Advancements in technology have transformed the horizon of financial services, but these innovations are also raising challenges of their own in areas like cybersecurity, social media, data privacy and third-party risks. ZL Technologies’ CEO, Kon Leong, discusses the latest data trends and their impact on banks.
The Interaction of Separate Privacy Regulations (GDPR and CCPA)
As more and more privacy regulations come into play, the landscape begins to resemble a checkerboard of various requirements, making operating across borders increasingly difficult. For example, for multinational institutions managing data from many regions, it can be a difficult technological challenge to identify who personal data belongs to and then apply the appropriate action. This challenge grows as new privacy regulations with their own requirements appear. Moreover, privacy measures have to seamlessly communicate with other management functions, such as SEC compliance — which, counter to privacy regulations that require deletion, mandates retaining documents — records management, e-discovery, analytics and more. Consider the following example: An organization receives a request to delete a subject’s data. Can they delete it? No, they have to check if it’s needed for records, legal and compliance. Each of these functions need to be managed holistically, and therefore using point solutions to satisfy them individually creates its own logistical nightmares.

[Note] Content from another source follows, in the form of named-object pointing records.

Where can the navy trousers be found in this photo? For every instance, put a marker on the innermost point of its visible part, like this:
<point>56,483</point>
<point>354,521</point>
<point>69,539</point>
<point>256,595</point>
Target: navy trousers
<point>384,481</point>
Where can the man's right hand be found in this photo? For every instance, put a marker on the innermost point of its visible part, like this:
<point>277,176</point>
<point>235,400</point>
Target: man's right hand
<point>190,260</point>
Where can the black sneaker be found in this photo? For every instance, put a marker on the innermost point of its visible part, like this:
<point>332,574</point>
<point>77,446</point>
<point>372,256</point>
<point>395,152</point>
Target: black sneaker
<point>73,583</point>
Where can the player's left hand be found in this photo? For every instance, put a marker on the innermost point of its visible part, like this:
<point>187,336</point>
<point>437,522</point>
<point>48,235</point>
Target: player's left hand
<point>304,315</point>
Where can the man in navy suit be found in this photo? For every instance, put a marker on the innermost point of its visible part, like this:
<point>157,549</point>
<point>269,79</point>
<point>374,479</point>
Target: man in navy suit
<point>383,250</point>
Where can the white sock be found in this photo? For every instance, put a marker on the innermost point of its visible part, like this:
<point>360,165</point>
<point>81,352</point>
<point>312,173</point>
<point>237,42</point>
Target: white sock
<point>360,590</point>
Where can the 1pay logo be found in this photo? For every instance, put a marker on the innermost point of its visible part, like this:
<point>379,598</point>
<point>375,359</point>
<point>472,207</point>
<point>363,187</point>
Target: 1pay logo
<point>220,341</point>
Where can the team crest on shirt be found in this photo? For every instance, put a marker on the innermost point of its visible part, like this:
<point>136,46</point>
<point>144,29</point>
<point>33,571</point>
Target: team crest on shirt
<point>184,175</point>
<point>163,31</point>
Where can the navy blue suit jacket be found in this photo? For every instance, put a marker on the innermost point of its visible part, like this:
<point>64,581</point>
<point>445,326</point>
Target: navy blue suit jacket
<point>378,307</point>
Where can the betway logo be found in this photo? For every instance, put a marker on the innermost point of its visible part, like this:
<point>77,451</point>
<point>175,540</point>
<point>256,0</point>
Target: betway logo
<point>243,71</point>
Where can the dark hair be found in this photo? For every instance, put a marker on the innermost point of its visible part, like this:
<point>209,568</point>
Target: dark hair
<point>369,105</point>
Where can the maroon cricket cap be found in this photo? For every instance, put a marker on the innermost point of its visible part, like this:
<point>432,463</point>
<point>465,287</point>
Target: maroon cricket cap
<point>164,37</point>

An Increased Need for Information and What’s Next
Prior to GDPR, we had already started to see a convergence of the critical data management functions toward holistic data governance. We were on path for a complete convergence within the next decade. Privacy regulations have moved up the timeline of this convergence. Enterprises are slowly recognizing that privacy must be included within the equation of information management. Or, to state it even more directly, information management and privacy are one and the same. The controls needed to truly manage data are the same ones needed meet privacy requirements. This is an overlooked aspect of privacy that is often lost in privacy conversations.
The Pros and Cons of Cloud Deployments
The cloud’s benefit to financial institutions revolves around the versatility it offers as a component of hybrid data management. Cloud, on-premise, hybrid, multicloud and in-place management are all management modes that should be deployed in synergy as part of an organization’s greater data management strategy. The ability to manage across all modes provides a type of flexibility that is key to navigating today’s governance landscape.
Employee Data Under GDPR
While customer data, often stored in structured database systems, is most commonly discussed in the context of privacy, internal data such as employee-created documents are just as relevant. This is data created by humans for humans, found in repositories such as file shares, SharePoint sites and email. Managing this data is necessary to GDPR compliance; however, what is missed is the fact that once it is managed, it also provides unlimited potential for business use cases such as analytics. For example, with control over employee communications, it becomes far simpler for managers to identify subject matter experts and “STPs”—the same 10 people in every department that get everything done. On simple review of company communications and the go-to people light up like a Christmas tree. Of course, internal analytics must be treated with care, but we’ve seen that the need to protect employee data can actually be an extra push to take analytics to the next level. It’s counterintuitive since analytics and privacy seemingly serve opposing purposes, but once you see past that, you realize it all comes down to data management.